Quattro file di posti riservati agli ospiti importanti, da Matteo Salvini a Licia Ronzulli, da Paola Frassinetti a Sandro Colucci, quest’ultimo a sostenere l’impegno di Noi Moderati, il quarto simbolo che, con Forza Italia, Fratelli d’Italia e Lega, compare nel manifesto elettorale di Adriano Galliani. Con Paolo Berlusconi a fornire l’assist finale. "Quando è morto Silvio gli ho telefonato e gli ho detto: devi essere tu. Lui ha risposto: se la famiglia me lo chiede, obbedisco".
È partita così ieri al Binario 7 la campagna elettorale di Adriano Galliani, sceso in campo per difendere il seggio al Senato che fu di Silvio Berlusconi e che ora bisognerà salvare con i denti dal nemico numero uno: non gli avversari, ma l’astensionismo.
"Nelle suppletive di solito va a votare il 20-25%. Ma se vota il 20% per noi l’è dura", dice Galliani. Uno spettro, quello della chiamata alle urne, evocato da tutti. A partire da Salvini: "Non c’è mai un risultato scontato – ha detto il vicepremier – Quello di Monza è l’unico collegio ad andare a votare il 22 ottobre con Trento e Bolzano e i giornali e le televisioni ne parleranno poco. Il popolo della Lega è accanto a Galliani, casa per casa, paese per paese, condominio per condominio".
Sulla scheda elettorale, una scelta non solo sull’uomo, ma sui valori, alternativi a quelli del diretto competitor Marco Cappato, puntando su quelle che Salvini definisce "due scelte di vita": "Non esistono droghe leggere, la droga è sempre morte; per noi la famiglia non è qualcosa di superato, la mamma si chiama mamma, il papà si chiama papà e i bambini vengono messi al mondo se ci sono mamma e papà".
Licia Ronzulli, capogruppo azzurra alla Camera, spinge sull’acceleratore, perché Cappato "è a favore delle droghe e accompagna la gente a morire". Adriano Galliani gioca in casa: la platea è piena di bandiere, lui sale sul palco per essere intervistato da Paolo Del Debbio.

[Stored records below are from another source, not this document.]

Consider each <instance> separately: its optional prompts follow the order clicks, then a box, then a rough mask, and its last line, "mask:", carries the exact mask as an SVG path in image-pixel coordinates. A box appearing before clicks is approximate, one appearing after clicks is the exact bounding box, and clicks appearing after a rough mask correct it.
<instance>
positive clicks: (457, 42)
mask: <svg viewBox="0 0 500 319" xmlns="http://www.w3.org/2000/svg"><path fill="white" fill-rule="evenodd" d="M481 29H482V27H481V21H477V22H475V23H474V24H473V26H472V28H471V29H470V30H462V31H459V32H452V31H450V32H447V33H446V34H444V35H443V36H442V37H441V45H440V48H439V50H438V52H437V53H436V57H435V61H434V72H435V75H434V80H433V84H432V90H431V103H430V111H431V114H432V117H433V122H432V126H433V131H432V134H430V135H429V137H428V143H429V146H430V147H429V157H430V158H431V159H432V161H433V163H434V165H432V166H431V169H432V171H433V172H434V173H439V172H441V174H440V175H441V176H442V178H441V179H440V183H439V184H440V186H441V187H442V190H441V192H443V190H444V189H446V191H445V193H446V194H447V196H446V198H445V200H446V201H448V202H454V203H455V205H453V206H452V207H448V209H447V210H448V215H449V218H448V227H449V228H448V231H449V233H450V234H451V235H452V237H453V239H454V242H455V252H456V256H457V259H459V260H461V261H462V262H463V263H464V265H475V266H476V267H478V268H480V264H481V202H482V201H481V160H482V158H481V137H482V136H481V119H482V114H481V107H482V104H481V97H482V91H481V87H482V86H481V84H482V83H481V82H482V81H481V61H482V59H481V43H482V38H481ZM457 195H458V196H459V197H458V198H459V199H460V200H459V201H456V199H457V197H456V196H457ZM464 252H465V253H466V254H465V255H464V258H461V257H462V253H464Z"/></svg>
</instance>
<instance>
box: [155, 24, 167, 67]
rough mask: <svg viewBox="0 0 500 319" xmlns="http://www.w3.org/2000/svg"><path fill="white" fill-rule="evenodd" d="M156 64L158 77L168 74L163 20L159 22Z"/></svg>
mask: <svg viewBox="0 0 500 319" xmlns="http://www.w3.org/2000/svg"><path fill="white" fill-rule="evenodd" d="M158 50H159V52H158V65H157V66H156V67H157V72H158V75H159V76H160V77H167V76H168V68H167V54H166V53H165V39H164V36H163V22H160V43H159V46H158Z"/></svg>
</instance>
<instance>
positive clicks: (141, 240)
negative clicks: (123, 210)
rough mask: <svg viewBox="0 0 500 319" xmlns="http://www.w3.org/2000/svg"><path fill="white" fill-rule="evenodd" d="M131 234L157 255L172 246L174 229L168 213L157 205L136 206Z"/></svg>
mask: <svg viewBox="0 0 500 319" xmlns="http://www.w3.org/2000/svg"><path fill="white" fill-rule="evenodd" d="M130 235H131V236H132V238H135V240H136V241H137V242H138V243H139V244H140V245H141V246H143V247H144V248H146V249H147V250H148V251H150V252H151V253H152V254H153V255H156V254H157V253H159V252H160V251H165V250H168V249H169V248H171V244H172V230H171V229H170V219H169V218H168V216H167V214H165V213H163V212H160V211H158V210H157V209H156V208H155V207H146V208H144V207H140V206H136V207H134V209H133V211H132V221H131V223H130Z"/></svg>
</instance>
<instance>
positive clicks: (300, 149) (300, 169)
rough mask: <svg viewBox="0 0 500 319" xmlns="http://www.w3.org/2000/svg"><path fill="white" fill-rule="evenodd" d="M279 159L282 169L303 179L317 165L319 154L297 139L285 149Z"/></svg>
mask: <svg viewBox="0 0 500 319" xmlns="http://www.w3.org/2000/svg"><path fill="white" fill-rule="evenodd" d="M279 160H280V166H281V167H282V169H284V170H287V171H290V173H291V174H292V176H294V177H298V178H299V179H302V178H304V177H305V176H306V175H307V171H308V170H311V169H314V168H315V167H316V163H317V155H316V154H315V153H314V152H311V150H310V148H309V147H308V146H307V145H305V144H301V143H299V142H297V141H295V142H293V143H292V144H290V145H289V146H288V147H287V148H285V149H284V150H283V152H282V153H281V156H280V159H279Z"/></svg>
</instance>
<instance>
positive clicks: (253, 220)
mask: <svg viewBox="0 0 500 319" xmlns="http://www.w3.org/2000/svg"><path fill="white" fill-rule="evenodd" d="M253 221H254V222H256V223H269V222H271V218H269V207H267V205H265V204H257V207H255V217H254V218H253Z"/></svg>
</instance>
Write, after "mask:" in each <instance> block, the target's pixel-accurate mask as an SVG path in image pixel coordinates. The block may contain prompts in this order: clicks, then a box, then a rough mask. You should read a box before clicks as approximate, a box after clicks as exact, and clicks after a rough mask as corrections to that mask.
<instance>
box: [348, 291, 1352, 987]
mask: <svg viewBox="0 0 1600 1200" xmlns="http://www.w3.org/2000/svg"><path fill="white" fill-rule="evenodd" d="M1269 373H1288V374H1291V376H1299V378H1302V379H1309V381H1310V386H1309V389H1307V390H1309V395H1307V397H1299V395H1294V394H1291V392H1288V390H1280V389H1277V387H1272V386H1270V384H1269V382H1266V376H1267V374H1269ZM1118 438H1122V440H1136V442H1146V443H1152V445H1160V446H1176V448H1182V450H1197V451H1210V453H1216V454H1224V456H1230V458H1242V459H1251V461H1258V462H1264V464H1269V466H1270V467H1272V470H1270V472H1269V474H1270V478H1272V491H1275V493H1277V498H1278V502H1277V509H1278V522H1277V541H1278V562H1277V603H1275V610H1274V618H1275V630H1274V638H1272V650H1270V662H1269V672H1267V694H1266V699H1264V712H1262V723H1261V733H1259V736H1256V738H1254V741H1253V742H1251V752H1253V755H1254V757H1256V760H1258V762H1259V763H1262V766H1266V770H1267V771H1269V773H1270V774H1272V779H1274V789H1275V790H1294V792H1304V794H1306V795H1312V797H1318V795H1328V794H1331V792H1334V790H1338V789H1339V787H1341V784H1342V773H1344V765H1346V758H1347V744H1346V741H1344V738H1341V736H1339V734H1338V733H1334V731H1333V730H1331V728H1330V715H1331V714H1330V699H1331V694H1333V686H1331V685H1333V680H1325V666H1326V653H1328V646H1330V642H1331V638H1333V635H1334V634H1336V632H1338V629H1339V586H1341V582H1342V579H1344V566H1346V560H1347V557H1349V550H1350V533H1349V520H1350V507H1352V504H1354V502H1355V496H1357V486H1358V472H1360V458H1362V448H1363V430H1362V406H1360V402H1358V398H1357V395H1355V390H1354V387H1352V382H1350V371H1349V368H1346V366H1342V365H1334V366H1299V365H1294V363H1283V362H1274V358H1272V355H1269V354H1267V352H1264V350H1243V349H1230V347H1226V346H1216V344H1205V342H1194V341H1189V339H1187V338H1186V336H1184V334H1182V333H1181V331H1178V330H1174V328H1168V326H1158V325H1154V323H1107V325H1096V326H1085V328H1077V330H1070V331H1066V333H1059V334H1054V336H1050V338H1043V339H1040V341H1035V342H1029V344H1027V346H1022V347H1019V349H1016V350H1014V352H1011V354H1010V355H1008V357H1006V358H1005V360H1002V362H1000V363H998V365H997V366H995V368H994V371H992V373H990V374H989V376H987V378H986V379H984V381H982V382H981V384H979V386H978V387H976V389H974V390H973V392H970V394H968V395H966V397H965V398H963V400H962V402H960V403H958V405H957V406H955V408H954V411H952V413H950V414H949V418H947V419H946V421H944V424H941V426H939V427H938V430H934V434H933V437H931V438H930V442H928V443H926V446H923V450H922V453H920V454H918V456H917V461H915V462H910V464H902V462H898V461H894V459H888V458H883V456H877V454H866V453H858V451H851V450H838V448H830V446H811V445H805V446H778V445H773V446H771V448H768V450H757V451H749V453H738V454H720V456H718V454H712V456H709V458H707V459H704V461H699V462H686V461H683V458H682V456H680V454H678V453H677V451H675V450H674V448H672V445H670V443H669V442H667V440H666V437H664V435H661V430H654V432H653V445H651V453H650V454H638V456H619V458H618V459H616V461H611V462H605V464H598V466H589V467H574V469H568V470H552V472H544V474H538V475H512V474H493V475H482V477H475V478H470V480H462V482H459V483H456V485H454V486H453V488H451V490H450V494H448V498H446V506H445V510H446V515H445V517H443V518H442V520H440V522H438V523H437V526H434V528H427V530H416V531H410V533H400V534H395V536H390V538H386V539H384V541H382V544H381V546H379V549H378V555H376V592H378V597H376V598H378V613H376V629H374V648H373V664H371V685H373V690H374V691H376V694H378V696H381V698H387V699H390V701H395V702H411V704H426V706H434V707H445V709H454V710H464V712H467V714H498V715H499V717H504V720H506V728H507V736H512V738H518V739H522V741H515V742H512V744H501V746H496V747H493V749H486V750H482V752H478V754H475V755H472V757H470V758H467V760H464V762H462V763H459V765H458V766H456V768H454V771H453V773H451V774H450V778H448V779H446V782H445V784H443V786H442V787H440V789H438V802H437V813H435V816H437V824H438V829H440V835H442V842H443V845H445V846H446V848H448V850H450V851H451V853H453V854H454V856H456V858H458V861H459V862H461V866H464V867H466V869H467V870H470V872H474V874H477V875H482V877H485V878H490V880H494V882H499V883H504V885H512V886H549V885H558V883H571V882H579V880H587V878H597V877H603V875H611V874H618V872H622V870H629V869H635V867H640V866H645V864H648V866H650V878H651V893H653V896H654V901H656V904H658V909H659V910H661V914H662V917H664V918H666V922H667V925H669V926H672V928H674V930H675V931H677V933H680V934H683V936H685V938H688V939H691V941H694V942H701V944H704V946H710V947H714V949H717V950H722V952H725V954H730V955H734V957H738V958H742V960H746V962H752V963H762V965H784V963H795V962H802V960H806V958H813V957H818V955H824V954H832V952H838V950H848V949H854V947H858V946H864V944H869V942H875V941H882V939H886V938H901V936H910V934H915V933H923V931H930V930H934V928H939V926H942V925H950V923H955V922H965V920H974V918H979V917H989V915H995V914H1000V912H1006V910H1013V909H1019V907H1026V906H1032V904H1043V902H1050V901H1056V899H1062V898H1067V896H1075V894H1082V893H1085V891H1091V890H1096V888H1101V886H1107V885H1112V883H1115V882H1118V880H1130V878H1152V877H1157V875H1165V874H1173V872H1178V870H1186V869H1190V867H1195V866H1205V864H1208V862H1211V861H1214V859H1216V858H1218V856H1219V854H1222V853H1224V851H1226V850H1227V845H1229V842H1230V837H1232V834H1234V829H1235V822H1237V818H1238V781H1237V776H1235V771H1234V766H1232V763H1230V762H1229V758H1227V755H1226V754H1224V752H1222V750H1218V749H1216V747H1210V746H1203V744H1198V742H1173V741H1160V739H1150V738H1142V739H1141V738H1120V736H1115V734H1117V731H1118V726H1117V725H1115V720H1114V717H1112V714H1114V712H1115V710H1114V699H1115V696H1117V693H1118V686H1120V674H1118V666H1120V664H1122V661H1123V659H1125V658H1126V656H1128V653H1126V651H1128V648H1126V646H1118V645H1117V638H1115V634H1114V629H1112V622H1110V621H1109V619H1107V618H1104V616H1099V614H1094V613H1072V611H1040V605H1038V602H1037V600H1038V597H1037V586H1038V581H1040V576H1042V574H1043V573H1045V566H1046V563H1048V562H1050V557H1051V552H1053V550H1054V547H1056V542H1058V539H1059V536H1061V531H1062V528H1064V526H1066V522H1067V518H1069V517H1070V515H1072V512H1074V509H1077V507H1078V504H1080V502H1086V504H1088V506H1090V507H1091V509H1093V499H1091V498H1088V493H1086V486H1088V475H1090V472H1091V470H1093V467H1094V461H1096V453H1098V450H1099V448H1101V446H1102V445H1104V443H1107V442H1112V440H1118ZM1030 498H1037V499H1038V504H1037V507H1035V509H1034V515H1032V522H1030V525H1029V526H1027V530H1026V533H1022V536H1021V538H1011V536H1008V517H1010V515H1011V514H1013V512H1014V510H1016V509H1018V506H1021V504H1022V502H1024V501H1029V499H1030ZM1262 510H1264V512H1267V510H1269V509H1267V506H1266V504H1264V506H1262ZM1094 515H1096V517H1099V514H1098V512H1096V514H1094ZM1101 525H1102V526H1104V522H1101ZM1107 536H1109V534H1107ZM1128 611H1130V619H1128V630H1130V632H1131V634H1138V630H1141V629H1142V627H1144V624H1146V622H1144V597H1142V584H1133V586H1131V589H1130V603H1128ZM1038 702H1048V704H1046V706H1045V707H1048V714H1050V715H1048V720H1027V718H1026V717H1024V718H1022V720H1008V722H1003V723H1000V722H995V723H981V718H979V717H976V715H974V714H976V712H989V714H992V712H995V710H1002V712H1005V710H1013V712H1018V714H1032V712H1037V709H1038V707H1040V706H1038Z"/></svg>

E racconta la sua vita con Silvio Berlusconi, la cifra vincente di questa amicizia nata proprio in Brianza. "Ora torno a casa", dice. E racconta di Monza, sua città natale ma non solo. "Le nonne erano di Vedano, mio padre faceva il segretario comunale a Lissone, mia madre aveva un’azienda di trasporti: ho imparato a leggere sulla Gazzetta dello Sport che rubavo agli autisti di mia mamma". Poi, dopo gli studi ("mio padre mi ha dato un’alternativa: ragioniere o geometra") sei anni di lavoro in Comune a Monza, seguiti dall’idea di volare alto, per arrivare all’Elettronica Industriale a Lissone. Intanto coltivava il grande amore per il calcio e per i colori biancorossi. Poi l’incontro con Silvio Berlusconi, l’avventura delle televisioni e la gestione del Milan sul tetto del mondo.
Il Dna brianzolo qui fa la differenza: "I miei piatti preferiti sono casseuola e torta paesana, oltre al risotto alla monzese, che non è quello alla milanese, ha la luganega e in origine era bianco". La carriera, consumata tra Monza, Arcore e Lissone: "Quest’anno col Monza abbiamo fatturato 60 milioni che concorrono al Pil brianzolo".
La conclusione è inevitabile: "Credo di rappresentare i valori e l’essere di questa terra più degli altri competitor perché sono nato qui e ho fatto tutto qui. Non avrei mai accettato un altro collegio. Se sarò eletto farò il senatore con lo stesso spirito con cui ho guidato il Monza, portandolo per la prima volta dopo 110 anni in serie A".